Extended Data Fig. 1: Telomere attrition / cell senescence in WAT of a-KO mice.

a, TRF assay reveals advanced telomere shortening in SAT of both a-KO males (M) and females (F) at 8 months of age. b, Telo-FISH staining (red) on sections from Pdgfra-Cre;mTmG;TERT^fl/fl (WT) and Pdgfra-Cre;mTmG;TERT^fl/fl male mice reveals normal telomeres in mG+ cells of brain and muscle. c, Telo-FISH staining on culture-plated cells from VAT and SAT of control Pdgfra-Cre; mTmG and Pdgfra-Cre; mTmG; TERT^fl/fl mice reveals advanced telomere shortening (less red signal) in SAT mG+ cells of a-KO mice. d, Telo-FISH staining on SAT sections from mice in c reveals telomere shortening and nuclear p16 IF signal in mG+ cells of a-KO mice. e, q-PCR reveals telomere shortening in SAT of 8-month old WT mice compared to 3-month old WT mice.

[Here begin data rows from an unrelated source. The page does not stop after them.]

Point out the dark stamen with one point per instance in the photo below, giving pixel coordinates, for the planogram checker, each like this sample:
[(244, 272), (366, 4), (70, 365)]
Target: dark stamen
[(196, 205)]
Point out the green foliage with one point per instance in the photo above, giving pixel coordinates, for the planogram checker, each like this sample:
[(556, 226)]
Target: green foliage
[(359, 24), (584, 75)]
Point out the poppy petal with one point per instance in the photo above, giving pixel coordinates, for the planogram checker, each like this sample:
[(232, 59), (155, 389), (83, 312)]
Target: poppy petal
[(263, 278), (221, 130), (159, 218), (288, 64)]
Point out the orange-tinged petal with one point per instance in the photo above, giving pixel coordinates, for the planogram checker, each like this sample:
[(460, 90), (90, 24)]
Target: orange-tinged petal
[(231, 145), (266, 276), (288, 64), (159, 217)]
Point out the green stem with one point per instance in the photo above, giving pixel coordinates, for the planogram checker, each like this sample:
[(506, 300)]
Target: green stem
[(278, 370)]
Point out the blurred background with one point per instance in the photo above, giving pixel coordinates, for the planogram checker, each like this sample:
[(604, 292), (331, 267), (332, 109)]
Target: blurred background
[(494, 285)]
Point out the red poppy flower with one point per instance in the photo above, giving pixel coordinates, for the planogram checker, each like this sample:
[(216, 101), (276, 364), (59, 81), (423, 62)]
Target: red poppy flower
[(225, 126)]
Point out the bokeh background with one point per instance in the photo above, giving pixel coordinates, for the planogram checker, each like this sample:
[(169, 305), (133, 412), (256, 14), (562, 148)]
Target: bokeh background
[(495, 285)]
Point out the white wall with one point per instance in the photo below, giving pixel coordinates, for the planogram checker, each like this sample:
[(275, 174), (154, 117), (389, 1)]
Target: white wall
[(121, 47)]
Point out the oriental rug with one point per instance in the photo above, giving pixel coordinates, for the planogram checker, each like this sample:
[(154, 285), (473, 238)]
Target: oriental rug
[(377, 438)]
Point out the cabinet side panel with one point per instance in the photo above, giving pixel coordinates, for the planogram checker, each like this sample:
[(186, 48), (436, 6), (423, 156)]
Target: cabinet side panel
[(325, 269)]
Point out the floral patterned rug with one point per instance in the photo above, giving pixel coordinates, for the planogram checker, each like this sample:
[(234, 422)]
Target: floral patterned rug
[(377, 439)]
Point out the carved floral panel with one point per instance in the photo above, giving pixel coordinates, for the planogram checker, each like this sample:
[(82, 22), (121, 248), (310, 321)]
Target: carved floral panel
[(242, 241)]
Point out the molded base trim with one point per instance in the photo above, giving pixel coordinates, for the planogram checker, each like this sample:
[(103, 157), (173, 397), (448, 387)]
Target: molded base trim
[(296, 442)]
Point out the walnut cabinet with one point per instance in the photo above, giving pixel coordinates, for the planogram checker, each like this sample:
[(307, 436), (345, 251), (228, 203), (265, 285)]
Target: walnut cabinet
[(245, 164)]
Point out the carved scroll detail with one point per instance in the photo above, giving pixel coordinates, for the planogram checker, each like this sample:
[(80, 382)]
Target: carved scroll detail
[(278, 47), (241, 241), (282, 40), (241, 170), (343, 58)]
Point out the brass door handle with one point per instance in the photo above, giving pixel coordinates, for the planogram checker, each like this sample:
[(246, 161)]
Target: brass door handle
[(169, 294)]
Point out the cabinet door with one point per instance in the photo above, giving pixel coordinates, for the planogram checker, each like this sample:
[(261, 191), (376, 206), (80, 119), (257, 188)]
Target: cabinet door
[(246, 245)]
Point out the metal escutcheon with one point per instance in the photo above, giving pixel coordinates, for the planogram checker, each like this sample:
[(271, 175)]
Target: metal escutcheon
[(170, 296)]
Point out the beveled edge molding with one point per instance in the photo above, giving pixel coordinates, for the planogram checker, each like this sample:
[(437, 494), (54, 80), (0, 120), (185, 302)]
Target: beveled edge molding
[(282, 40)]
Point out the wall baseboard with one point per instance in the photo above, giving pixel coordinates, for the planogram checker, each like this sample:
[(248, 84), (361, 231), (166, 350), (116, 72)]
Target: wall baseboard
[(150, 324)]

Evident is more advanced telomere shortening in SAT of 8-month old α-KO males (M) and females (F), compared to 8-month old WT males and females, respectively. f, Quantitative RT-PCR analysis reveals higher p16 and p21 mRNA expression in VAT and SAT of a-KO mice, compared to WT mice, at 6 months of age. Data are normalized to 18S RNA. N = 3 mice / group. Scale bar=50 µm in all panels. P: Student’s t-test (2-sided).